In the C64 (and our X16) the actual routine is copied to zeropage at startup and runs from there. Its 24 bytes long with the main pointer actually included in the routine as a self-modified pointer. The pointer contains the address of the next byte to be fetched. On the C64 the two byte pointer is actually the object of an LDA right in the routine.

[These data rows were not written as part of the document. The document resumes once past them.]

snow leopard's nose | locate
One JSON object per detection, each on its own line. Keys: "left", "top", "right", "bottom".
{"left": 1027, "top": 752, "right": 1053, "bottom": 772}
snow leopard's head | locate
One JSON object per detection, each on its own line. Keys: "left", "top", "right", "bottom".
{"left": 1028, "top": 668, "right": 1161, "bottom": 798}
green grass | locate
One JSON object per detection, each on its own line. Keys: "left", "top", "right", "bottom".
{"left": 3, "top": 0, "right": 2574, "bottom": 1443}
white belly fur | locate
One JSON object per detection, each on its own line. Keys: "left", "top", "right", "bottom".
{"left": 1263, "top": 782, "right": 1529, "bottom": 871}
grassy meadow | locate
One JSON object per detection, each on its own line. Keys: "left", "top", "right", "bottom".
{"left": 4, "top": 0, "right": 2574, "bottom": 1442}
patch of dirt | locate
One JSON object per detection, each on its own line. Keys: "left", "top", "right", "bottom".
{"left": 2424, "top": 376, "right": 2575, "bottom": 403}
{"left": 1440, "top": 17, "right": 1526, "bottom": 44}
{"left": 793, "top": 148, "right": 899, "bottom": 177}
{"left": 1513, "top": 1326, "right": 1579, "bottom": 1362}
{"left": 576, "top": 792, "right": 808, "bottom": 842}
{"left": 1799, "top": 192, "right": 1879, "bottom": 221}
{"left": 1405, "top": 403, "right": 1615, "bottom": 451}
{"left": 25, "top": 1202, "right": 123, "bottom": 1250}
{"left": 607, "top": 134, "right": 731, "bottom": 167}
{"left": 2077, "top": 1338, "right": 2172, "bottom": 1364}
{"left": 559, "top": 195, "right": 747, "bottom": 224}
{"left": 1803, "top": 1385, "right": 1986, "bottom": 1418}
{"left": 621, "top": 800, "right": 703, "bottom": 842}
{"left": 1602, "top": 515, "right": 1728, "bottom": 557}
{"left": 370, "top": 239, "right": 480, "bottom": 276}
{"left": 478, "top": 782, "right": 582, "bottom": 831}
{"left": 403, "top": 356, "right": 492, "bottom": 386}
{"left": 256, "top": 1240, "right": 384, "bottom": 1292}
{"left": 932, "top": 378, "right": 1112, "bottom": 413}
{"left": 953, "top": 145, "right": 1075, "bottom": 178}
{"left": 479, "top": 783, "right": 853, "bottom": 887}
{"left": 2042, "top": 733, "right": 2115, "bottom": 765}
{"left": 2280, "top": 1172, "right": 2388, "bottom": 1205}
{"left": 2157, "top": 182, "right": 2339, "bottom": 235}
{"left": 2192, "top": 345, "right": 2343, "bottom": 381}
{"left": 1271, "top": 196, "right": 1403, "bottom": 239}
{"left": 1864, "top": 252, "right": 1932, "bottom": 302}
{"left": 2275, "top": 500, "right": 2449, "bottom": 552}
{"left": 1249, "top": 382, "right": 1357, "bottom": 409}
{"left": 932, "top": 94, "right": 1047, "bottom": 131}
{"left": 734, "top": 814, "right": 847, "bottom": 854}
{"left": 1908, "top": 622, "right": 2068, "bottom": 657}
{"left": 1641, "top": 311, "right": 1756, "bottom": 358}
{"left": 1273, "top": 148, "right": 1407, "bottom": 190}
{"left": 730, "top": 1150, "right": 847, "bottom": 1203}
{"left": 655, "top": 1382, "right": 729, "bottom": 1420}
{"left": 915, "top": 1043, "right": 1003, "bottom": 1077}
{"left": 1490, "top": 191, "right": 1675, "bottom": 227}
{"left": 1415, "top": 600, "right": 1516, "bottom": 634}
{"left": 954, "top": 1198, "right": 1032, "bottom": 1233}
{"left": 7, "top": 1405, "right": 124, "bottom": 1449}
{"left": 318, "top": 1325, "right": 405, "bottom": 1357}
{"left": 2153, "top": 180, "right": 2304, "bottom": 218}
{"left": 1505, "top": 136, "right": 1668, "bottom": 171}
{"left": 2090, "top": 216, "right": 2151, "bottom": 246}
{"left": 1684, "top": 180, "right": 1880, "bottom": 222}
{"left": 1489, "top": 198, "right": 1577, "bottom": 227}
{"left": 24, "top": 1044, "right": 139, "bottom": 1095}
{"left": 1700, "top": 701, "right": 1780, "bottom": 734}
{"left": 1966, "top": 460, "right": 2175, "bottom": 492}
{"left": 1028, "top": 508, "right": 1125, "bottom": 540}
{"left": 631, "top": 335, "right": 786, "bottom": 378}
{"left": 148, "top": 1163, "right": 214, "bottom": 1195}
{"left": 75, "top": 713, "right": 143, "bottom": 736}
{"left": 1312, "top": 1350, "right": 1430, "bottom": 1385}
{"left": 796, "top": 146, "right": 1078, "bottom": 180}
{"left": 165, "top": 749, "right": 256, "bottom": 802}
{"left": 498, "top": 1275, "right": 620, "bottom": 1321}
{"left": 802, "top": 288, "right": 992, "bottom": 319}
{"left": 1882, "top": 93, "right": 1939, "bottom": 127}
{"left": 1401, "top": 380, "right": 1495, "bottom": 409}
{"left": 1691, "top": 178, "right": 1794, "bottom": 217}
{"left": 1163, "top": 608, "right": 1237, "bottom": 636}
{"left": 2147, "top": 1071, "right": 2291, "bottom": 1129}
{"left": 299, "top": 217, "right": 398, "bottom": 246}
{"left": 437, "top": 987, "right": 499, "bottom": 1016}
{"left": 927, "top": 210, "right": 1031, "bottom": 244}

On the Plus/4 (which is where my experience was) that routine is 33 bytes and doesn't even live in zero page, although the two byte pointer takes two more bytes and IS in ZP. Now part of the reason its not in ZP can be chalked up to questionable decisions on the Plus4 side from Commodore's team. They used space in zero page to hold variables for the RENUMBER and AUTO line number stuff -- things that are not performance critical and on the Plussy and did not need to use ZP space. They also reserved 20 bytes or so in ZP for a speech chip enhancement for a top end Plus4 model that was never released. But mostly, the Plus4 and 128 CHRGET functions don't live in zero page because they wouldn't get much benefit all things considered from doing so. All those extra bytes on the PLUS4 are disabling interrupts, banking out the ROMs with a write to a register on the TED chip (up in the FFxx area), then they load the text pointer (using a more cycle costly instruction ) and finally they have to make another write to the TED registers to bank the ROMS back in and, finally, reenable the interrupts. AND the Plus4 does that for EVERY single BASIC character fetch. (A similar routine with the added interrupts/banking cost is used when it grabs a variable or a string). It does the banking even where the pointer contains an address in an area of the memory that would never be under a ROM. Simply put, the logic to 'look and decide' if the pointer was to an address under ROM or not would itself be more costly than just doing the bank operations every time.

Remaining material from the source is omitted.